[Devel] [PATCH RHEL7 COMMIT] ms/netfilter: ipset: fix race condition between swap/destroy and kernel side add/del/test

Konstantin Khorenko khorenko at virtuozzo.com
Mon Sep 30 15:21:53 MSK 2024


The commit is pushed to "branch-rh7-3.10.0-1160.119.1.vz7.224.x-ovz" and will appear at git at bitbucket.org:openvz/vzkernel.git
after rh7-3.10.0-1160.119.1.vz7.224.3
------>
commit f5d151859238b985d8ed566ca0d3abbe42215c40
Author: Jozsef Kadlecsik <kadlec at netfilter.org>
Date:   Wed Sep 25 17:35:40 2024 +0800

    ms/netfilter: ipset: fix race condition between swap/destroy and kernel side add/del/test
    
    Linkui Xiao reported that there's a race condition when ipset swap and destroy is
    called, which can lead to crash in add/del/test element operations. Swap then
    destroy are usual operations to replace a set with another one in a production
    system.
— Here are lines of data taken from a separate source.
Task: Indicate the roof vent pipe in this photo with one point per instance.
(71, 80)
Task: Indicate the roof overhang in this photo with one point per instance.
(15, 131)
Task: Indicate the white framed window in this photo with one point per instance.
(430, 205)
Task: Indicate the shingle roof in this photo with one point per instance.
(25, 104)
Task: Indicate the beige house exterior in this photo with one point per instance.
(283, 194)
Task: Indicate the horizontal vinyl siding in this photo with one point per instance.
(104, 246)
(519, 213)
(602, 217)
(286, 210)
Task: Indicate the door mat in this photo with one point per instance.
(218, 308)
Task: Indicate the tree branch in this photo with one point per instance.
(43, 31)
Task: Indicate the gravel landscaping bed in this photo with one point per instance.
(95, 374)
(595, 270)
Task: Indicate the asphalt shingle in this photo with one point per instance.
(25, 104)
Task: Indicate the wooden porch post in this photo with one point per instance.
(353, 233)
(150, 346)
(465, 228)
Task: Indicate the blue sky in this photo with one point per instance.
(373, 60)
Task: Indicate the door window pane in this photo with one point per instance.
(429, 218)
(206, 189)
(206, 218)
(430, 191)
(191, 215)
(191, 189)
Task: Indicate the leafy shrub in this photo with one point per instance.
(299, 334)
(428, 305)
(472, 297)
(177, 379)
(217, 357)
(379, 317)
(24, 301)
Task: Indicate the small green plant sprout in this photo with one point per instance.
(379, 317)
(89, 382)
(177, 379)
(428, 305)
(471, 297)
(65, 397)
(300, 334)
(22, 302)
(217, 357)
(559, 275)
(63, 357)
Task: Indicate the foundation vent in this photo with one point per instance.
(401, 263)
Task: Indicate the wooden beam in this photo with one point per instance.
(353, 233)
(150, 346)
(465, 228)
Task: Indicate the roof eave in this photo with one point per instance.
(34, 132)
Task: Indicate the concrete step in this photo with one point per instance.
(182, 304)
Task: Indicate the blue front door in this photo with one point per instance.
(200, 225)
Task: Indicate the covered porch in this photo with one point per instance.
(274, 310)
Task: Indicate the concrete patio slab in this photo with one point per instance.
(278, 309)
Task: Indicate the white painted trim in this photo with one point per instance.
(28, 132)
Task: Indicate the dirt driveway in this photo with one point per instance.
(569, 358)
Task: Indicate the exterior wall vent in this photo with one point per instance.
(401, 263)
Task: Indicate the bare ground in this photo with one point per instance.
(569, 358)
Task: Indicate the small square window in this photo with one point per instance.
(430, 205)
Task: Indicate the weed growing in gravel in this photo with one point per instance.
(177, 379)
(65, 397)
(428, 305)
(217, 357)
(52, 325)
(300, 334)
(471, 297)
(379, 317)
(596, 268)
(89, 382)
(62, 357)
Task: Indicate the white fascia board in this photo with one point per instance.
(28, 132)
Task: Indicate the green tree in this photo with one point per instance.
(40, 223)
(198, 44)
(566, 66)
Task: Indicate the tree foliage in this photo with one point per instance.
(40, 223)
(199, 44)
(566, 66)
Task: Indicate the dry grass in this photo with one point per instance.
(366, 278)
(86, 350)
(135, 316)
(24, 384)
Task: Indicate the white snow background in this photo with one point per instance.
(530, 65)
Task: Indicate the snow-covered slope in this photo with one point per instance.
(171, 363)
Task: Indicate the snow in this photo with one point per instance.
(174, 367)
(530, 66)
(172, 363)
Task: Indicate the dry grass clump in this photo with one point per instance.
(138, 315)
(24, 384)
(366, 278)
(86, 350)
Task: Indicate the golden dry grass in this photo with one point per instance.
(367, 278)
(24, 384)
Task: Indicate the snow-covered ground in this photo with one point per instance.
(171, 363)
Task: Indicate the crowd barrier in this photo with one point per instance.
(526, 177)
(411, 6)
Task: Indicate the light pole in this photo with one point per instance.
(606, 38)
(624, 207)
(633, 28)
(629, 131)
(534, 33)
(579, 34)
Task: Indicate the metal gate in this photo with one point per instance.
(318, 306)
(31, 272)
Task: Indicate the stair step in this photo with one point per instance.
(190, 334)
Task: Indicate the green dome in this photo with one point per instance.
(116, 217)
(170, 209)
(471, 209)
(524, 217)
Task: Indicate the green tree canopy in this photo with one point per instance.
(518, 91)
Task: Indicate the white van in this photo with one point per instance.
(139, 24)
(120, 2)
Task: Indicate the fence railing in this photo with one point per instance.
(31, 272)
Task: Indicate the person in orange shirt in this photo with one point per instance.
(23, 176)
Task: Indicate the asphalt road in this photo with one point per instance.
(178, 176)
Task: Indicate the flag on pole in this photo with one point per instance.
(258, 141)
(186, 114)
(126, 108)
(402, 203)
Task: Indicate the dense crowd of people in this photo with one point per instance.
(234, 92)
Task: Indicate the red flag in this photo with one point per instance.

The issue can in some cases be reproduced with the script:
    
    ipset create hash_ip1 hash:net family inet hashsize 1024 maxelem 1048576
    ipset add hash_ip1 172.20.0.0/16
    ipset add hash_ip1 192.168.0.0/16
    iptables -A INPUT -m set --match-set hash_ip1 src -j ACCEPT
    while [ 1 ]
    do
            # ... Ongoing traffic...
            ipset create hash_ip2 hash:net family inet hashsize 1024 maxelem 1048576
            ipset add hash_ip2 172.20.0.0/16
            ipset swap hash_ip1 hash_ip2
            ipset destroy hash_ip2
            sleep 0.05
    done
    
    In the race case the possible order of the operations are
    
            CPU0                    CPU1
            ip_set_test
                                    ipset swap hash_ip1 hash_ip2
                                    ipset destroy hash_ip2
            hash_net_kadt
    
    Swap replaces hash_ip1 with hash_ip2 and then destroy removes hash_ip2 which
    is the original hash_ip1. ip_set_test was called on hash_ip1 and because destroy
    removed it, hash_net_kadt crashes.
    
    The fix is to force ip_set_swap() to wait for all readers to finish accessing the
    old set pointers by calling synchronize_rcu().
    
    The first version of the patch was written by Linkui Xiao <xiaolinkui at kylinos.cn>.
    
    v2: synchronize_rcu() is moved into ip_set_swap() in order not to burden
        ip_set_destroy() unnecessarily when all sets are destroyed.
    v3: Florian Westphal pointed out that all netfilter hooks run with rcu_read_lock() held
        and em_ipset.c wraps the entire ip_set_test() in rcu read lock/unlock pair.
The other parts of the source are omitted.